I will try to build my anti-cheat system (of course server sided) I will try my best to do it correctly… I still worried about not testing it before releasing something… “If modifying their client causes issues then Im doing something wrong” yup! thats true… The only way to know is wait for someone to exploit my game? u ,u thats sad. Im gonna become a joke xD
For speed hacking it depends on you as the scripter and what you think your method should be. For anti exploits people mainly just make their own kind every developer has their own unique way of patching exploits. I’d suggest keeping track of players positions for speed/flying. Since you can’t completely patch every exploit I also would suggest hiring a team of moderators that can help get rid of people who try to abuse your game.
I also suggest giving warnings before banning a player so they don’t get wrongfully banned off of 1 tiny physics glitch.
Thank you for the advices. Yup, I checked many anticheat posts in devforum, thats the plan, tracking players behaviour. I just feel working in darkness, because I really dont know what are their methods and techniques
Well… I’ve been researching I guess I have a better understanding on what they could do. Things like, take their hat, turn it into a part with functions… sounds powerful, I dont even know what are all the stuff that can be replicated to server… im getting very confused about this topic… I hate this topic… it was enough dealing with coding, and now dealing with cheaters and weird methods I cant understand… I hate it so much…
I would love to hire a team, I would even hire the best of the best if I were not poor as heck xD
Maybe I need to make some friends :v
Thank you so much @AsyncFunctions . I saw that post before, I never used codes from someone else if I dont understand exactly what those does, but I think I will give it a try to this one, using that system and creating a custom one that fill the gaps in my game I guess that will make me feel more secure, thank you :3
Creating an anti cheat system for testing is pretty simple, all you need to do is add warnings and have it connected with stuff like webhooks so maybe you’re too scared to ban someone you can still have it notify mods from using a webhook. Mods get the notification, they join see whats going on and you can just tell them that if they weren’t actually exploiting to inform you on it.

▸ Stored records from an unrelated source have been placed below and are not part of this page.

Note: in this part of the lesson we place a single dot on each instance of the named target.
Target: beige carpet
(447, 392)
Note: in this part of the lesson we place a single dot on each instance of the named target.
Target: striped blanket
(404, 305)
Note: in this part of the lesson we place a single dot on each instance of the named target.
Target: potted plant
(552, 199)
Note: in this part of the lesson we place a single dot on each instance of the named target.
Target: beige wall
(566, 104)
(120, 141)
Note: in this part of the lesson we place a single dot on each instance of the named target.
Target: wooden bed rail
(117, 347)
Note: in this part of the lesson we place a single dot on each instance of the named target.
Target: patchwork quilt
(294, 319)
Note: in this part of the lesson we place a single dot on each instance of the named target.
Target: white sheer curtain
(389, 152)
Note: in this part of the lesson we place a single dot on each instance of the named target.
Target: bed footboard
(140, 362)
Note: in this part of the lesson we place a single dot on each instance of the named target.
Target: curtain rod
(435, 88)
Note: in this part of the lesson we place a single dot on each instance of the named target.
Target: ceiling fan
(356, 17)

I suggest to just not worry about any anti-exploits because you are not going to get very far trying to patch them, leave it up to Roblox.
The only thing you should worry about is making your RemoteEvents and overall code secure.
Add server-side checks to your RemoteEvents, and look at your remote event code as a way an exploiter would look at it, try to find possible ways to exploit it (by running scripts in studio using command bar), and then patch them.
Like a remote event gives cash to player. Look at as a exploiter’s point of view, an exploiter could fire the remote event and get lots of cash. Now see you have found a vulnerability, now to fix it you just add a server side check which verifies if the player should get the cash or not.
Repeat this practice to all remote events and everything in which the server interacts with the client and your game should be pretty secure.
If you really want an anti-exploit I suggest looking for open-source ones out here on the DevForum, making your own will probably be an arduous task and not worth it.